Neben den Leitzinsen der Zentralbanken gelten die Renditen für Staatsanleihen als wichtiger Indikator für die Kosten von Baugeld. In den letzten Monaten haben sie sich bei Staaten mit hoher Bonität wie etwa Deutschland wieder aus dem Minus sukzessive noch oben entwickelt. Zehnjährige Bundesanleihen lagen im Februar 2022 durchgängig im Plus. Mit dem Beginn der Eskalation in der Ukraine sind sie jedoch wieder leicht abgerutscht und tendieren wieder im Minus.

„Die Bauzinsen bewegen sich derzeit im Spannungsfeld zwischen einer steigenden Inflation, einer erwarteten strafferen Geldpolitik und neuen Unsicherheiten“, erklärt Mohr. Ein Großteil der Teilnehmer des Bauzins-Trendbarometers geht deshalb mittel- bis langfristig von höheren Zinsen für Immobilienkredite aus. Wie sich die Zinsen kurzfristig entwickeln werden, ist hingegen umstritten. Ein Teil der Bankenvertreter prognostiziert gleichbleibende und sogar leicht fallende Bauzinsen, ein anderer Teil steigende Bauzinsen. Es wird somit deutlich, dass Kreditnehmer in den kommenden Monaten sehr wahrscheinlich mit Schwankungen bei den Zinssätzen rechnen müssen.
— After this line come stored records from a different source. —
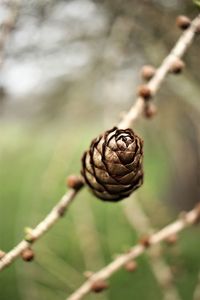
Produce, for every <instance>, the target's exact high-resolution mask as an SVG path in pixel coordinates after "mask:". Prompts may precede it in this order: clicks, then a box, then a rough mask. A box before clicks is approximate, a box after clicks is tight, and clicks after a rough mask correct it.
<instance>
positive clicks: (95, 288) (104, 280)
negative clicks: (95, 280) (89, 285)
mask: <svg viewBox="0 0 200 300" xmlns="http://www.w3.org/2000/svg"><path fill="white" fill-rule="evenodd" d="M108 287H109V286H108V283H107V282H106V281H105V280H103V279H98V280H96V281H95V282H93V283H92V284H91V291H92V292H94V293H101V292H102V291H104V290H105V289H107V288H108Z"/></svg>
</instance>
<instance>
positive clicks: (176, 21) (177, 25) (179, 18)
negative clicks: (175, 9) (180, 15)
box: [176, 15, 191, 30]
mask: <svg viewBox="0 0 200 300" xmlns="http://www.w3.org/2000/svg"><path fill="white" fill-rule="evenodd" d="M176 25H177V26H178V27H179V28H180V29H181V30H186V29H188V28H189V27H190V25H191V20H190V18H188V17H187V16H183V15H181V16H178V17H177V18H176Z"/></svg>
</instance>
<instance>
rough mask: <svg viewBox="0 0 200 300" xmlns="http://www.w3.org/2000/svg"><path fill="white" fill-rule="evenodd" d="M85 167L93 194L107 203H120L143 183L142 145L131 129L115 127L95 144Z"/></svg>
mask: <svg viewBox="0 0 200 300" xmlns="http://www.w3.org/2000/svg"><path fill="white" fill-rule="evenodd" d="M82 163H83V167H82V172H81V173H82V175H83V177H84V179H85V182H86V183H87V185H88V186H89V187H90V189H91V190H92V192H93V193H94V194H95V195H96V196H97V197H98V198H100V199H103V200H105V201H119V200H121V199H123V198H125V197H128V196H129V195H130V194H131V193H132V192H133V191H134V190H136V189H137V188H139V187H140V186H141V185H142V183H143V141H142V140H141V139H140V138H139V137H138V136H137V135H136V134H135V133H134V132H133V131H132V129H125V130H124V129H118V128H117V127H114V128H113V129H111V130H108V131H106V132H105V133H103V134H102V135H100V136H99V137H97V138H96V139H94V140H93V141H92V143H91V145H90V149H89V150H88V151H86V152H85V153H84V155H83V158H82Z"/></svg>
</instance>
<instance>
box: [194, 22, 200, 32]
mask: <svg viewBox="0 0 200 300" xmlns="http://www.w3.org/2000/svg"><path fill="white" fill-rule="evenodd" d="M195 33H196V34H200V24H198V25H197V28H196V31H195Z"/></svg>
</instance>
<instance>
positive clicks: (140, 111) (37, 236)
mask: <svg viewBox="0 0 200 300" xmlns="http://www.w3.org/2000/svg"><path fill="white" fill-rule="evenodd" d="M199 26H200V16H197V17H196V18H195V19H194V20H193V21H192V23H191V25H190V27H189V28H188V29H187V30H186V31H185V32H183V34H182V35H181V37H180V38H179V40H178V42H177V43H176V45H175V47H174V48H173V49H172V51H171V52H170V54H169V55H168V56H167V57H166V58H165V60H164V61H163V63H162V64H161V66H160V67H159V68H158V69H157V71H156V74H155V76H154V77H153V78H152V79H151V80H150V81H149V83H148V84H147V86H146V87H147V88H148V89H149V91H150V94H151V95H152V96H153V95H155V93H156V92H157V90H158V88H159V87H160V85H161V83H162V82H163V80H164V78H165V76H166V75H167V74H168V72H169V70H170V68H171V65H172V63H173V62H174V61H175V60H176V59H177V58H181V57H182V56H183V54H184V53H185V52H186V50H187V49H188V47H189V45H190V44H191V43H192V41H193V39H194V36H195V33H196V32H197V30H199ZM144 109H145V99H144V97H141V96H140V97H138V98H137V99H136V101H135V103H134V105H133V106H132V108H131V109H130V110H129V112H128V113H127V114H126V115H125V116H124V117H123V119H122V121H121V122H120V123H119V124H118V127H119V128H127V127H130V126H131V125H132V123H133V122H134V121H135V120H136V119H137V118H138V117H139V116H140V115H141V114H142V112H143V111H144ZM79 190H80V188H78V189H76V188H71V189H70V190H69V191H68V193H66V194H65V195H64V196H63V198H62V199H61V200H60V201H59V202H58V203H57V204H56V206H55V207H54V208H53V209H52V210H51V212H50V213H49V214H48V215H47V216H46V217H45V218H44V220H42V221H41V223H39V224H38V225H37V226H36V227H35V229H31V230H30V232H29V238H30V239H29V240H26V239H24V240H22V241H21V242H20V243H19V244H18V245H17V246H16V247H14V248H13V249H12V250H11V251H9V252H8V253H6V254H4V253H3V252H2V254H1V253H0V257H2V258H0V271H1V270H3V269H4V268H5V267H6V266H8V265H9V264H11V263H12V262H13V261H14V260H16V259H17V257H19V256H20V255H21V254H22V252H23V251H24V250H26V249H28V248H29V247H30V244H32V243H34V242H35V241H37V240H38V239H39V238H40V237H42V236H43V234H44V233H45V232H47V231H48V230H50V228H51V227H52V226H53V225H54V224H55V223H56V222H57V221H58V220H59V219H60V217H61V215H62V213H60V212H64V211H65V210H66V209H67V208H68V206H69V205H70V203H71V202H72V201H73V199H74V198H75V197H76V195H77V193H78V191H79ZM141 250H142V252H143V250H144V249H143V247H141V245H140V246H138V247H137V248H136V250H134V253H135V251H136V253H137V252H138V251H139V253H141ZM117 265H118V264H117ZM72 299H73V298H72ZM75 299H76V298H75ZM77 299H78V298H77Z"/></svg>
Zinssätze und Konditionen vergleichen

In Anbetracht der höheren Zinsen empfehlen Mohr und andere Baufinanzierungsexperten Kreditinteressenten ein genaues Vergleichen der Zinssätze und Konditionen. Um im steigenden Zinsumfeld schneller finanzieren zu können und bessere Konditionen zu erhalten, können sich Immobilienkäufer bereits im Vorfeld Finanzierungsbestätigungen oder -zertifkate besorgen. Bei den Bau- und Immobilienkrediten sollten Kreditnehmer primär auf eine ausreichend hohe Tilgung und eine lange Zinsbindung achten. Empfohlen sind mindestens 15 Jahre.